Examples	Boiler Control, Tank Level Measurements	Tasks such as request temperature reading, send status alarm, or fan schedule	Security, lighting systems, HVAC, machine control, manufacturing, metering
Proprietary	No	No	Yes
Transmission Modes	Ethernet, IP, MS/TP, Zigbee	ASCII, RTU, TCP/IP	MS/TP, network, SNVT
Standards	ANSI/ASHRAE Standard 185 ;ISO-16484-5; ISO-16484-6	IEC 61158	ANSI/EIA 709.1; ISO/IEC 14908-1, 14908-2, 14908-3, 14908-4
Costs	Low; No charge for usage or licensing fees	Low; No charge for usage or licensing fees	High (proprietary); Limited users (exclusive to actual members;  mostly manufacturers)
Network Interfaces	Existing LANs and LANs infrastructure	Traditional serial and Ethernet protocols	U10/U20 USB Network Interface; i.LON SmartServer; i.LON 600
Testing	BACnet Testing Labs	Modbus TCP Conformance Testing Program	Products must  conform to LonWorks protocol
Advantages	- Scalability between cost, performance and system size	- Easy connection to Modicon	- Web based tool; saves time and cost
	- Endorsement and adoption by nearly every major vendor in North America and many other countries	- Suitable for small/medium volumes of data (≤255 bytes)	- Numerous developers of LonWorks products in the market
	- Robust internetworking including multiple LAN types and dial-up	- Data transfer designed for industrial applications	- Less Architecture at device level
	- Unrestricted growth and the ability to add new innovations and new features anytime	- Openly published and royalty-free
		- Easy to deploy and maintain
		- Moves raw bits or words without placing restrictions on vendors
Disadvantages	- Limited the number of field devices that can connect to a master station except Ethernet TCP/IP	- Limited the number of data types; Large binary objects are not supported.	- Outdated
	- MT/TP-Wire Length	- No standard method for a node to find the description of a data object, i.e. finding a register value represents a temperature between 30◦ and 175◦.	- Controlled devices & variables are connected to a separate control device. (Not recommended due to network interruptions producing system failures)
	- Ethernet-Infrastructure	- No security against unauthorized commands or interception of data	- Extensions are allowed only through the LonMark Consortium.
	- New standard has security standard but not implemented in all devices	- Transmissions must be contiguous which limits the types of remote communications devices to those that can buffer data to avoid gaps in the transmission.	- Hardware specific, and requires the Neuron chip for network movement of the protocol.
		- Great amount of configuration and programming required	- Close to “plug & play” ability, yet still far from achieving interconnectivity using Microsoft Windows.
		- Protocol is not common in the SIMATIC family

To determine whether a BMS protocol is open, ask the vendor two simple questions:

1.     Can your competitors exchange data with your BMS?

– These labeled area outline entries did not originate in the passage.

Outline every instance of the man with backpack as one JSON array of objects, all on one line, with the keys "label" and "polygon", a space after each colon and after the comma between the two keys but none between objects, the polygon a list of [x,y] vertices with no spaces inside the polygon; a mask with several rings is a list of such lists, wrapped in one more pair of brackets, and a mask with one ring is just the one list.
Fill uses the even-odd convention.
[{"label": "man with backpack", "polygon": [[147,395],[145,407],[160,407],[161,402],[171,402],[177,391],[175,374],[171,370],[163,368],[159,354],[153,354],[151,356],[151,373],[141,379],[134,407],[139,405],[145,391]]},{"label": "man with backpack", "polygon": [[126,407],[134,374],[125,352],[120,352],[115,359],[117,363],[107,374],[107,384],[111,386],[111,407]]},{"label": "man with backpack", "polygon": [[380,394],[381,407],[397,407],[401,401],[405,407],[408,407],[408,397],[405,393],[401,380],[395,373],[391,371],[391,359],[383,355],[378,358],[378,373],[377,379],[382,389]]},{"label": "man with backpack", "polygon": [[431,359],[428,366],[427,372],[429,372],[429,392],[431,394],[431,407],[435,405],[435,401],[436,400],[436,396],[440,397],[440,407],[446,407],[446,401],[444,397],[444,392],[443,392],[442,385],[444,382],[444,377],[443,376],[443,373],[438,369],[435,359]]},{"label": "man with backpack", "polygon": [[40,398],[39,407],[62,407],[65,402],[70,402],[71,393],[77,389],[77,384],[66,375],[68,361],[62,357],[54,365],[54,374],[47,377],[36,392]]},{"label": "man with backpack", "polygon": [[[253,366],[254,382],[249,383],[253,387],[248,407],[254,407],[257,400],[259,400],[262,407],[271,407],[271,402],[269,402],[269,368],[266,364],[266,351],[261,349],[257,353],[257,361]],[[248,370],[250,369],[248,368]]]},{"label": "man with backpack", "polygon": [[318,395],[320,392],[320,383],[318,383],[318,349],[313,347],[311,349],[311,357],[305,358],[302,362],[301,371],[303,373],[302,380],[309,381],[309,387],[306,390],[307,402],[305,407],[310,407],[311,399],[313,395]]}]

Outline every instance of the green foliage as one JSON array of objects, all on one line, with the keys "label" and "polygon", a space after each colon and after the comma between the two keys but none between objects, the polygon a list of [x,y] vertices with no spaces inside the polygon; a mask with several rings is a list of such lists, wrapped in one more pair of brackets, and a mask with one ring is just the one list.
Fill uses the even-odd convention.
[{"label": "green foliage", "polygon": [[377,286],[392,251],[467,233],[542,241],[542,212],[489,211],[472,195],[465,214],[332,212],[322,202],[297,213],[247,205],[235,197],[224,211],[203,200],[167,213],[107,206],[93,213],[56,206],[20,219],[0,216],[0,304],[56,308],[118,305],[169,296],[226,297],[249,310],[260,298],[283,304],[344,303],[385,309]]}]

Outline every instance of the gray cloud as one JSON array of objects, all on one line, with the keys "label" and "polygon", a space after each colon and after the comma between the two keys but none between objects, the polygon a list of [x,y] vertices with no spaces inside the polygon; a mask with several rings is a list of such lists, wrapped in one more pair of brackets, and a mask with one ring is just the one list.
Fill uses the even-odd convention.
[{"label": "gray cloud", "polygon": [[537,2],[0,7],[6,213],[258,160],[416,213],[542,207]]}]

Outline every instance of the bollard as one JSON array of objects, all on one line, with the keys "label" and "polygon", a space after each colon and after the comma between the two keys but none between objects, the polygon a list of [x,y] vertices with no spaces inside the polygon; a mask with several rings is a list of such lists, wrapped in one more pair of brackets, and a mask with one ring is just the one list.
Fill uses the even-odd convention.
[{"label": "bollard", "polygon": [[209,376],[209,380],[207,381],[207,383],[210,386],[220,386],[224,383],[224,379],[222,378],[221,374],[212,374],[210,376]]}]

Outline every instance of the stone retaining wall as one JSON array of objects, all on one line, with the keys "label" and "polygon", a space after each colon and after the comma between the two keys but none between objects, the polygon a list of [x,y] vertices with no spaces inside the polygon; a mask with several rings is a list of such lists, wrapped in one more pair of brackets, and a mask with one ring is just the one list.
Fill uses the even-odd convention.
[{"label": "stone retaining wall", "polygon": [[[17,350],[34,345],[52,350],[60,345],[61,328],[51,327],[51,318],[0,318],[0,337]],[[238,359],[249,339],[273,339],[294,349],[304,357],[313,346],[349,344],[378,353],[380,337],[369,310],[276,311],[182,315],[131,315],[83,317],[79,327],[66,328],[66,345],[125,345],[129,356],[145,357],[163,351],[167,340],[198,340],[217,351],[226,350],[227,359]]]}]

2.     Is the system’s protocol published in such a way that it’s easily accessible to everyone (including competitors)?

Even the ASHRAE BACNet committee has convened a working group to define use of XML with BACnet systems. The group is also working to define web services that will enable data exchange between building automation and control systems and various enterprise management systems.

Use these criteria when you’re choosing devices and BMS:

1.     For devices such as RTUs and refrigeration controllers, look for ones that use open protocols such as BACnet or Modbus.

2.     Make sure these devices give you both “read” and “write” capabilities so you can change set points.

3.     For easy enterprise access, choose a BMS with web services and XML capabilities.

4.     Make sure the web services of the BMS allow both read and write capabilities.

5.     Be sure the BMS supplier provides the XML dictionary and definitions of web services to anyone, including competitors.